Friday, September 05, 2014

People v. Hojnowski (Cal. Ct. App. - Aug. 4, 2014)

What's the appropriate penalty for spitting on a corrections officer?

Eleven years in prison.

On the merits, one can find little technical fault with Justice Needham's workmanlike opinion.  It raises and resolves the issues coherently.  It's a straightforward resolution.

But can you seriously read what transpired here and not have serious concerns about what we're doing in situations like this one?

Because Joseph Hojnowski isn't legally "crazy".  He's competent to stand trial.  I admit that.  Under what we mean by "competent", yeah, he "understands" the nature of the proceedings, in that he gets that they're looking to lock him up.

But he's an absolute nut.  Just listen to him.  Read everything he says.  About the judge, the process, his lawyer, etc.  The guy has the most tenuous grip whatsoever on reality.  He thinks he's about to get out of prison in a couple of weeks (wrong), clearly doesn't have any intelligent understanding of what's going on, and -- ancillary to the above -- seems to think that repeatedly referring to the judge as "dude" and "motherfucker" in court will be beneficial.  The guy's as crazy as any stereotypical homeless guy you think about on the street.  Except this person is in prison and facing an additional 11 years for the offense of spitting on a guard who didn't take as kindly as the judge did being called a motherfucker.

The trial judge rightly doesn't let Hojnowski represent himself at trial because to do so would be a farce.  (Saying:  "[D]efendant doesn’t even begin to have the ability to defend himself on his own.

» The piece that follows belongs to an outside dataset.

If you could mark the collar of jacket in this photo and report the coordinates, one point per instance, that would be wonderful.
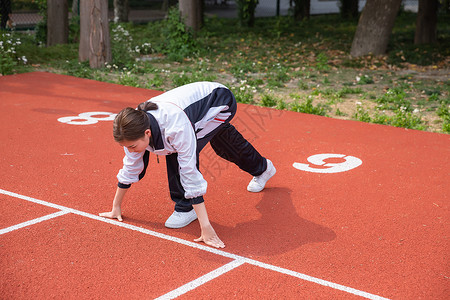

He can’t — quite frankly, he can’t even make sense here trying to basically discuss these issues.  If the Court were to allow the defendant to represent himself, it would be a sham proceedings. It would be a folly.”)

But, truth be told, even without the guy representing himself, it's still a farce.  You've got everyone sitting there magisterially while some nutjob's calling everyone involved a faggot and a motherfucker and displaying only the loosest possible connection to the real world while all the time everyone knows that the guy's just digging his own grave and looking at another decade-plus in the hole because he has no idea at all about how one interacts with the outside world.  In a word:  He's lost it.  Completely.

I'm not saying that I know what to do in situations like this.  I don't.  The guy did something he should not have done.  He needs to be punished.  Whether a spit's worth a decade in prison, well, to be honest, that wouldn't be my initial predisposition.  Though I hardly want the guy on the outside either.

But there's nonetheless something that bugs me about how antiseptic this whole thing reads.  Everyone at the trial level plays it straight.  Everyone goes through the motions.  Applies the relevant rules.  Let's the guy speak and sits there quietly and does their job.  Ditto for the Court of Appeal.  Applies the rules and precedent faithfully.  Affirms in a straightforward opinion that recites the facts and rules.

But doesn't something nag at you about all of this?  We're just basically warehousing a guy.  There's no way he's actually getting any better in prison.  Indeed, I'll be stunned if he's not substantially worse.  I suspect, moreover, that a large part of what caused him to lose it is being locked up in the first place.  We're putting this guy in prison for another decade, and we know he's eventually going to lose it again and make another mistake, then we'll add another decade or two, then again, and again, and eventually the guy will die in prison and we'll put him in the ground.

No biggie.  Plenty more where that came from.  Next patient, please.

And we don't care.  Not one iota.  We don't actually care about the fact that this is a person.  One with serious problems.  We're not really even going to try to solve them.  We'll just start putting (as here) a bag on his face every time he takes a shower and we'll call that "success".  One more lost soul.  But one hidden behind large concrete walls we'll pretty much never peer behind, and even when we do, we will just do -- as the Court of Appeal does here -- our jobs.  No more.  No less.

Something about that just doesn't sit right with me.  Something just makes me feel that humanity is -- or at least should be -- better than this.

That this ain't the way it's supposed to be.